I am not one to say negative things about a place or people, especially one such as a children’s hospital, but after experiencing the treatment we’ve received at Greenville Shriners and the high bar that has been set by that staff, I feel compelled to speak about the Lexington Shriners.
The Shriners Hospitals for Children Lexington facility opened in 2017 on the University of Kentucky HealthCare campus, giving the two organizations the opportunity to have a collaborative relationship. So much so, that most of the attending physicians at Shriners Children’s Lexington are also professors at the University of Kentucky College of Medicine. So when we received word that a new upper limbs specialist was coming to Shriners Children’s in Lexington, we jumped at the chance. We’re talking a 1-hour drive vs. a 5-hour drive, so I feel like anyone in our position would at least take the opportunity to check it out.
We walked away feeling as if we had wasted our time.
I won’t sit and discredit anyone or anything. All I can speak to is what we experienced.
Shriners Hospitals for Children has over 20 locations, and no doubt that no two are the same, however, the fundamental differences we experienced at Lexington compared to what we’ve grown accustomed to at Greenville, was jarring.
Right off the bat, we had to wait over an hour between checking in and getting registered. This is a process we complete at Greenville in less than 10 minutes before we ever sit down. Once registered, we moved down to another waiting area, to wait an additional 15-20 minutes. So we’re over an hour and a half before we’re ever seen by the first person.
I understand doctors’ offices and medical facilities can be busy, and sometimes there is waiting involved, but in over two years’ worth of visits to Shriners in Greenville, we’ve never even had to sit and wait in the lobby for over 10 minutes before being called back.
Once we were finally seen by the doctor that we came to see, the differences in mentality between the two Shriners locations, became glaringly obvious.
While I do give the doctor credit, for sitting on the floor next to our son while talking with us, it was clear that he hadn’t taken a look at Harrison’s chart prior to coming into the room. During his questioning, it seemed he was as much, if not more interested in the treatment we’ve been receiving at Greenville vs. what our concerns were with our son. He was more interested in asking if Harrision was caught up on all his shots, than taking the time to look at Harrison’s left shoulder, which is one of the top concerns for both us and Harrision’s therapists.
At one point, it definitely felt as if the doctor was trying to “recruit” us to bring all of Harrison’s treatment to Lexington and away from Greenville. Once he realized the amount of therapies Harrison goes to, and the fact that we were very happy with Greenville, and would be staying there with the specialists for our son’s condition, his mentality went to a “wait and see” approach.

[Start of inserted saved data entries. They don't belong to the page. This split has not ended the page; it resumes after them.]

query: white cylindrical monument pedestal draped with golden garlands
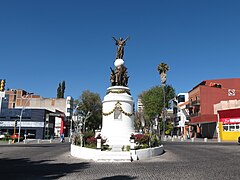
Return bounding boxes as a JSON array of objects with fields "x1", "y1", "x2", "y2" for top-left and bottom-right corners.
[{"x1": 101, "y1": 86, "x2": 134, "y2": 147}]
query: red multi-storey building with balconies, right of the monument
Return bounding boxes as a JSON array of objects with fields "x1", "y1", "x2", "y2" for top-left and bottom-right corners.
[{"x1": 187, "y1": 78, "x2": 240, "y2": 138}]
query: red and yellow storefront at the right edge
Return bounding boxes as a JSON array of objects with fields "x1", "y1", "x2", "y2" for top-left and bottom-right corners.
[{"x1": 218, "y1": 108, "x2": 240, "y2": 141}]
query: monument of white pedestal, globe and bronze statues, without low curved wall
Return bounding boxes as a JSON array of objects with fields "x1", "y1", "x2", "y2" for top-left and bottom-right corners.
[{"x1": 101, "y1": 37, "x2": 134, "y2": 148}]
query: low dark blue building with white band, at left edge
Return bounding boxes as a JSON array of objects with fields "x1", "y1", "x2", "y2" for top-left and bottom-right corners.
[{"x1": 0, "y1": 96, "x2": 55, "y2": 139}]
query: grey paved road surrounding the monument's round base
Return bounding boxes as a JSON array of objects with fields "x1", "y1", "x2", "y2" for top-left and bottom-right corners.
[{"x1": 0, "y1": 142, "x2": 240, "y2": 180}]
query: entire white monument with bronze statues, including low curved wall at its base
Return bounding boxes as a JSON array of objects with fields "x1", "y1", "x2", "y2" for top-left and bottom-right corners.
[{"x1": 71, "y1": 37, "x2": 163, "y2": 162}]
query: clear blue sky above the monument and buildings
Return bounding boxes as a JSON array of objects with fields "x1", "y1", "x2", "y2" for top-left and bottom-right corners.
[{"x1": 0, "y1": 0, "x2": 240, "y2": 101}]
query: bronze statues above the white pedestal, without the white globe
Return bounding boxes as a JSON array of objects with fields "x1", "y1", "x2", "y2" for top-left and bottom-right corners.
[{"x1": 110, "y1": 37, "x2": 129, "y2": 86}]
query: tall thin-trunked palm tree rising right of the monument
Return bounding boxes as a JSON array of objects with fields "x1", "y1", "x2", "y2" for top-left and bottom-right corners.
[{"x1": 157, "y1": 63, "x2": 169, "y2": 140}]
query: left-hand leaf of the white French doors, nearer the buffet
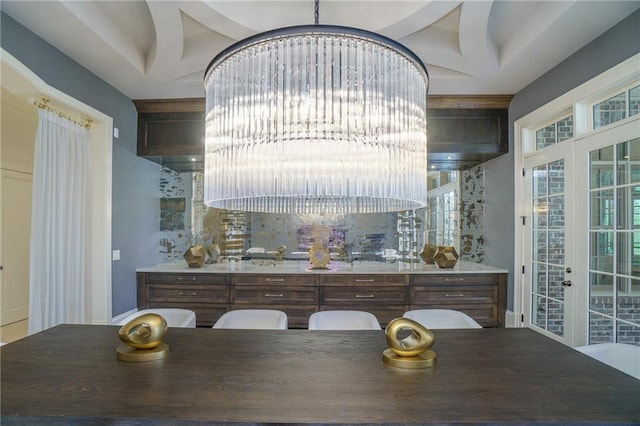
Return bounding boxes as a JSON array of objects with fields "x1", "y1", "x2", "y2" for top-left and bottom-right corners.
[{"x1": 523, "y1": 142, "x2": 581, "y2": 344}]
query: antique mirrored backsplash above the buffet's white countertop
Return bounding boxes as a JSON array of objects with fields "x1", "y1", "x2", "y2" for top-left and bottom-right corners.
[{"x1": 159, "y1": 166, "x2": 484, "y2": 263}]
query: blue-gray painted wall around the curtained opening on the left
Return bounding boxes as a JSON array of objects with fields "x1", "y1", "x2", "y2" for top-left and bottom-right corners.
[{"x1": 0, "y1": 13, "x2": 160, "y2": 316}]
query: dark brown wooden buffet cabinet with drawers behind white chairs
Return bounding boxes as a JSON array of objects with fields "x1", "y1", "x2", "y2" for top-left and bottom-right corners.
[{"x1": 137, "y1": 272, "x2": 507, "y2": 328}]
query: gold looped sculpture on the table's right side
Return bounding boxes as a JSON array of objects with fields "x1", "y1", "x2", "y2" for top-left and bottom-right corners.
[{"x1": 382, "y1": 318, "x2": 436, "y2": 368}]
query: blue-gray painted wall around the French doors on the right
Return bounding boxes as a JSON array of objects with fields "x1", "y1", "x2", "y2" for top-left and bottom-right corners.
[{"x1": 485, "y1": 10, "x2": 640, "y2": 310}]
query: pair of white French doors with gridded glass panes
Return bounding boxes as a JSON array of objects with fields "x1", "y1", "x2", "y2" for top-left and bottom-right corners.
[{"x1": 522, "y1": 120, "x2": 640, "y2": 346}]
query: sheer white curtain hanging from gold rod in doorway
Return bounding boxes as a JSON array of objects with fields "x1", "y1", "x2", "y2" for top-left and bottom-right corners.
[{"x1": 29, "y1": 109, "x2": 91, "y2": 334}]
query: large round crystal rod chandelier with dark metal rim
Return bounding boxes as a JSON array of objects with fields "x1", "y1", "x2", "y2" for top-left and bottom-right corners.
[{"x1": 204, "y1": 1, "x2": 429, "y2": 214}]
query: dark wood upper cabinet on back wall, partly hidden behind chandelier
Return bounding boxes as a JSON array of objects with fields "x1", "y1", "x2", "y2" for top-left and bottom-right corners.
[{"x1": 133, "y1": 95, "x2": 511, "y2": 172}]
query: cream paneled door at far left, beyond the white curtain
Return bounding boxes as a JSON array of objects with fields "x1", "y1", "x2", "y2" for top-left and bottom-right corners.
[{"x1": 0, "y1": 169, "x2": 33, "y2": 325}]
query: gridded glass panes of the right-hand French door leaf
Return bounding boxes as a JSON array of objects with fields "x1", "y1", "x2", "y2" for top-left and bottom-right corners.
[{"x1": 588, "y1": 138, "x2": 640, "y2": 344}]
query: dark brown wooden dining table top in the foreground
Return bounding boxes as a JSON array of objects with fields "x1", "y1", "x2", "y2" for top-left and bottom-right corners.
[{"x1": 0, "y1": 325, "x2": 640, "y2": 425}]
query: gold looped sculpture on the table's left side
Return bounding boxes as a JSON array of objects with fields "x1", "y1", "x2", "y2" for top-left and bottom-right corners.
[{"x1": 116, "y1": 314, "x2": 169, "y2": 362}]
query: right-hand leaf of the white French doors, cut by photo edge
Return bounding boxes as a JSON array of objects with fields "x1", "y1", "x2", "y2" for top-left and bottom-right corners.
[{"x1": 575, "y1": 119, "x2": 640, "y2": 345}]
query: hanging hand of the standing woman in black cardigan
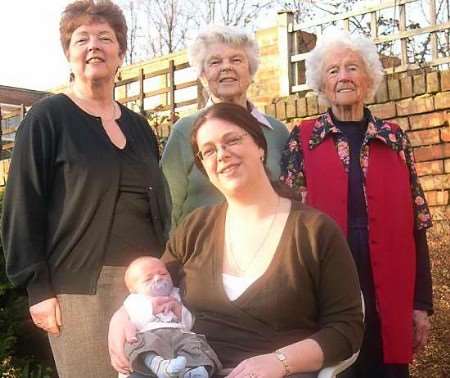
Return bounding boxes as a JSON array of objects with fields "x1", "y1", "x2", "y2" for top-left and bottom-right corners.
[{"x1": 30, "y1": 297, "x2": 62, "y2": 336}]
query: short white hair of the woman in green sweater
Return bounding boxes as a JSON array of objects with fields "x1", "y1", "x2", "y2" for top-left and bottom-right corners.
[{"x1": 188, "y1": 25, "x2": 259, "y2": 77}]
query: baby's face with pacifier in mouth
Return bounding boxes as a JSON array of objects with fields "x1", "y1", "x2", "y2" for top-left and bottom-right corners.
[{"x1": 133, "y1": 260, "x2": 173, "y2": 297}]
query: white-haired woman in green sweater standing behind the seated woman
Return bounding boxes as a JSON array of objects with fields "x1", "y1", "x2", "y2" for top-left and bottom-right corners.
[{"x1": 161, "y1": 25, "x2": 289, "y2": 227}]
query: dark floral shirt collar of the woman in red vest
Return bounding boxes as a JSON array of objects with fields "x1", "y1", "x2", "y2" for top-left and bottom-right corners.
[{"x1": 309, "y1": 108, "x2": 402, "y2": 151}]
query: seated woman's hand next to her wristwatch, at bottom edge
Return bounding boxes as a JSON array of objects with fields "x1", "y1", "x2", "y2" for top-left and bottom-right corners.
[{"x1": 228, "y1": 354, "x2": 285, "y2": 378}]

His only treatment plan for Harrison at the time, wasn’t to incorporate particular exercises into his therapy. It wasn’t new splints for his wrists or potential surgeries down the line. It was simply to sit back and “wait to see if his muscles wake up.”
We are not the sit-and-wait type of people. If we had gone with the “sit and wait” approach this past two years, our son wouldn’t be standing.
The final words the doctor said to us, before saying we may schedule a follow-up in 6 months, was that all kids with arthrogryposis would be lucky to have parents like us. It was clear we knew our stuff enough, that he really didn’t have anything to say.
We walked away disappointed for sure. Not just disappointed that we had essentially wasted half the day, but disappointed that it is clear that a “wait and see” treatment is the standard for the Lexington Shriners location.